Our lunch was cordoned off from the restaurant at large, and I felt sure we were the envy of the other diners.
The table was a perfect square, an immaculate black tablecloth, and a total of eight places with a bottle of Spanish wine in front of each pair of people taking lunch. The waitress explained that the trufas in the mushroom risotto on the menu would be truffle oil rather than actual truffles.
The Russian and the Ukrainians had not enjoyed the flamenco the night before. It was not easy to ascertain why. Somehow, the chemistry had not quite worked, the magic had not quite flowed. Was it the politics? Or just the place the arranging company had chosen? Too cheesy, too touristified, too lacking in real passion? They did not talk about it over lunch.
The food at this hotel in Barcelona is exquisite… really great. I won’t say where it is, as to do so would invite contradiction, and anyway, to praise it would seem like a plug. But I love this hotel, even though I have only stayed on business trips. It feels friendly and right. I feel it’s like a secret, so why tell?
Over lunch, there was a valiant and constructive effort to communicate. The Ukrainians talked about technical matters related to the course, but maintained a kind of aloof and somewhat humorous distance. They worked with an oil company. The Russian talked with authority about doing business in the Caucasus, Iraq, Nigeria, Libya. They glared and smiled at each other, with the hostility of profound knowledge, the kind of ambivalence that siblings feel.
As an outsider, I had in mind a logic in which the sides in the “Russia-Ukraine crisis” were polarized, and would sit on each side of a long rectangular table, one opposite the other, glaring down and contradicting what their opposite number said. I have been in meetings where it splits down the middle like this, where each side racks up the score and counts.

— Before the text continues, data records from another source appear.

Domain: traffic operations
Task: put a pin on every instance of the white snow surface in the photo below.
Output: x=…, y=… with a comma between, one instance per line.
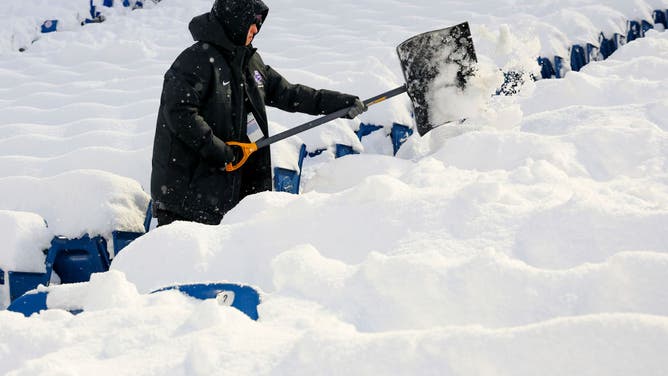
x=531, y=239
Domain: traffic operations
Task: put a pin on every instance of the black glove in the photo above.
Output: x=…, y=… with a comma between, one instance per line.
x=219, y=153
x=357, y=108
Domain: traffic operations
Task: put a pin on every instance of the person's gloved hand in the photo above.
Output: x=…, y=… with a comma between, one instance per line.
x=219, y=153
x=357, y=108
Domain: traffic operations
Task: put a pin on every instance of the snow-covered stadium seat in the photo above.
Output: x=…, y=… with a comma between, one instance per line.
x=286, y=180
x=399, y=135
x=660, y=18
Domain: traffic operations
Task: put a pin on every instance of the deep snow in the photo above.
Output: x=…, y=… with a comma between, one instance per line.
x=528, y=240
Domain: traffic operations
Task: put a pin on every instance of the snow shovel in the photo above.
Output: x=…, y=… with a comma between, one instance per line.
x=430, y=61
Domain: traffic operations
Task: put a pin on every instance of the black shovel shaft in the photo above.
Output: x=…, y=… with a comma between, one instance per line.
x=327, y=118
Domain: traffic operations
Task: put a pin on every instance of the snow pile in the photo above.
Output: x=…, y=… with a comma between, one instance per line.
x=78, y=202
x=24, y=237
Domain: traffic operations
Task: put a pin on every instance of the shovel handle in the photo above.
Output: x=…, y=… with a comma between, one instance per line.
x=250, y=148
x=247, y=148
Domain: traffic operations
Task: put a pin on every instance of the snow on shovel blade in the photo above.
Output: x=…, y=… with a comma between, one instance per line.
x=437, y=65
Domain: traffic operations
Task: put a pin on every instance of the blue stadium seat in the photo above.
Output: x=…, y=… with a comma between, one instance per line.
x=646, y=26
x=30, y=303
x=286, y=180
x=546, y=68
x=633, y=31
x=343, y=150
x=22, y=282
x=592, y=53
x=607, y=46
x=122, y=239
x=49, y=26
x=578, y=57
x=660, y=17
x=367, y=129
x=559, y=67
x=399, y=135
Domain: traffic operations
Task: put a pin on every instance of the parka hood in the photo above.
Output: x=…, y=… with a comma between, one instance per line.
x=237, y=16
x=205, y=28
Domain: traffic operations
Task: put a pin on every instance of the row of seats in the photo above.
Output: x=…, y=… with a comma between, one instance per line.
x=73, y=260
x=94, y=14
x=581, y=55
x=286, y=180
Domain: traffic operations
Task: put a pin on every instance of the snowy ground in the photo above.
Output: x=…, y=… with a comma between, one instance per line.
x=529, y=240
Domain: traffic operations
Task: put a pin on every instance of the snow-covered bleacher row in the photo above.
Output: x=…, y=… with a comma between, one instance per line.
x=72, y=224
x=584, y=53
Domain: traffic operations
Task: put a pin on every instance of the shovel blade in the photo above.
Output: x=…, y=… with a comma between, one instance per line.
x=436, y=60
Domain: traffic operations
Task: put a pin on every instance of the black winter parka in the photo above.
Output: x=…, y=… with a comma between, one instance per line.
x=207, y=94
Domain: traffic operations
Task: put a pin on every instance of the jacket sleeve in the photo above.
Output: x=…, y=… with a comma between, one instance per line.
x=184, y=89
x=300, y=98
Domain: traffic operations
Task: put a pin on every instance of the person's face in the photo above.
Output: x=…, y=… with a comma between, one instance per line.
x=251, y=34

But over lunch here, it did not feel like that. One of the course delegates had a Ukraine flag sitting cartoon-like on the table in front of him. I joked that I liked his flag, and invited the other delegates to bring their own. He smiled.
The waitress gave me the bottle of truffle oil to taste. She spoke Russian, Spanish and English. I spoke with her in Spanish, but her English was better than mine. When I went to pour the truffle oil, she held my hand. Very expensive. Muy caro. Cuidado!
With respect, I poured it on the side of my plate, a few small drops.
It wasn’t straw-coloured like the truffle oil I’d bought from Waitrose, which is noisome and tastes of a weird thick petroleum. This was pure clear truffle oil, in a bottle with a high neck, and when I smelt it… well… very difficult to describe! Not exactly nice, but definitely distinctive.
I had read about truffle wars in Italy, over the white truffle (magnatum); and in France, over the black Perigord truffle. Even the mafia are reputed to be involved. I guess I felt a kind of kinship with the truffle, and excitement at what it was or could be worth. They have found them now in all sorts of places.
It’s very difficult to congeal a thought, when such great interests are at stake, and the might of Russia and the Allies meet. But look at the fare, and think about eating in a canteen together!
We can consider the truffles, and we can value them, but they are worth nothing unless we have the space to love food together. We are much better off if we love food together. It is the basis of love. Let’s taste a truffle, and expand what we know; not taste a truffle, and seek to sequestrate it. It’s just not necessary.